Le Deep Learning – Partie 2 – Apprentissage en profondeur
How can we optimize a CNN model?
Successfully implementing a CNN model requires an understanding of how the algorithm works and the parameters to be used in each of its blocks. In the previous article, we focused on the architecture and the functioning of this model. In this article, we will explain the different hyperparameters.
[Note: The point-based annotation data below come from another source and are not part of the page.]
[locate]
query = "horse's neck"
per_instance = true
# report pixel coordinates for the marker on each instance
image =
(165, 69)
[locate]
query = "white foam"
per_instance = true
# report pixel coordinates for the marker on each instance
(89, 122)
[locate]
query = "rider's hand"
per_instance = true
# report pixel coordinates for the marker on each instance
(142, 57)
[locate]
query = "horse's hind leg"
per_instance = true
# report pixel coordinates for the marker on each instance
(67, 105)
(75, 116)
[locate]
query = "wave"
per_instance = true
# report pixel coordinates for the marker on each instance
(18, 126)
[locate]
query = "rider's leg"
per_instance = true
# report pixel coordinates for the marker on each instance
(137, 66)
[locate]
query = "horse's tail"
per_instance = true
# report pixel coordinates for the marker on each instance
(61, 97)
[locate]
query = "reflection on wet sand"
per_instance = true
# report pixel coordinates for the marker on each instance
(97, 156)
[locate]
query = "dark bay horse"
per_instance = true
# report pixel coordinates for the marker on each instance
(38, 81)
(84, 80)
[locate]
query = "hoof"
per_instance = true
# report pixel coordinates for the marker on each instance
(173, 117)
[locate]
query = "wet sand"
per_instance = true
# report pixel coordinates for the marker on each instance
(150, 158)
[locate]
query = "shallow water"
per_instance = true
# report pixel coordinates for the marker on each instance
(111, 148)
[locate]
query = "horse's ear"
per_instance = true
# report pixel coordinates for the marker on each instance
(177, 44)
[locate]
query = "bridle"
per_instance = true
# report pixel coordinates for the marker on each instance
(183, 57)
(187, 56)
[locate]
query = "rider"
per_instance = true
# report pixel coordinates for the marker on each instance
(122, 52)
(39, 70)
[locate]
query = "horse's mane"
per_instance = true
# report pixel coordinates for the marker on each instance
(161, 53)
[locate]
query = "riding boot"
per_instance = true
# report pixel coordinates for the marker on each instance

If you are new to Machine Learning and Deep Learning and want to implement models in these technologies, it is recommended to start with the algorithms you know. Indeed, the input parameters of a CNN algorithm being complex, it is preferable to implement a simple model for which you know the meaning of each of its hyperparameters.
We have seen in the previous article that the choice of the model structure is important, but it is not enough : each layer requires the initialization of its own hyperparameters.
In this article, we will detail the main hyperparameters that steer the behavior of a CNN model.
In machine learning and deep learning, a hyperparameter is a parameter whose value is used in the learning process. In contrast, the values of the other parameters (usually the weighting of the nodes) are obtained by learning.
The different hyperparameters vary according to the nature of the learning algorithms. A convolutional neural network has several hyperparameters, among which we can mention :
=> An activation function :
This first hyperparameter is responsible for the activation of the neurons: an artificial neuron inspires its functioning on that of a biological neuron. us, each neuron receives several inputs, each with its own connection weight, also called synaptic weight (w): a calculation is performed and allows to obtain an activation map or feature map which indicates where the features are located in the image. The higher the feature map, the more the portion of the image scanned looks like the feature.
Several activation functions are available. The most commonly used are:
• Relu
• Sigmoïde
• Softmax
• Tanh
The use of these functions depends on the problem and the type of layer :
=> In an image classification problem :
• The first convolution layer usually uses the ‘Relu’ activation function which consists in setting all negative values to zero.
• The last layer is used to give the percentage of the image belonging to each class : it is the activation function ‘Softmax’ which is generally used.
=> For a convolution layer, it is necessary to pass the following hyperparameters :
• The number of filters to apply
• The kernel size : this is the size of the filter to be used (example 3*3)
• Pitch (stride) : the pitch with which the filter will move over the entire image.
=> Other hyperparameters that affect model learning include :
• Batch Size : this is the number of images per batch sent to the CNN during training.
• Epochs : this is the number of times the images are sent to the machine so that it learns. Be careful: a high number of epochs can lead to overlearning which will ultimately lower the accuracy rate.
=> After the creation phase of the model structure, a compilation phase will be done and will require the initialization of some hyperparameters;:
• Optimizer : this is the optimization function on which the model will rely for the optimization of its result. ‘Adam’ is an example of a known optimizer.
• The cost function (loss) : this hyperparameter is used during the evaluation of the model and allows to measure the difference between the obtained result and the desired result.
• Accuracy : this is one of the hyperparameters used to evaluate a CNN model. It represents the number of correctly classified images.
In this model we obtain:
- A precision rate equal to 0.88 which corresponds to 88% of correct answers
- A cost function gives 0.3.
In this article, we have presented the main hyperparameters that a data scientist must know if he wants to implement a CNN model. This list is not exhaustive, several other hyperparameters will be discovered and mastered in future articles.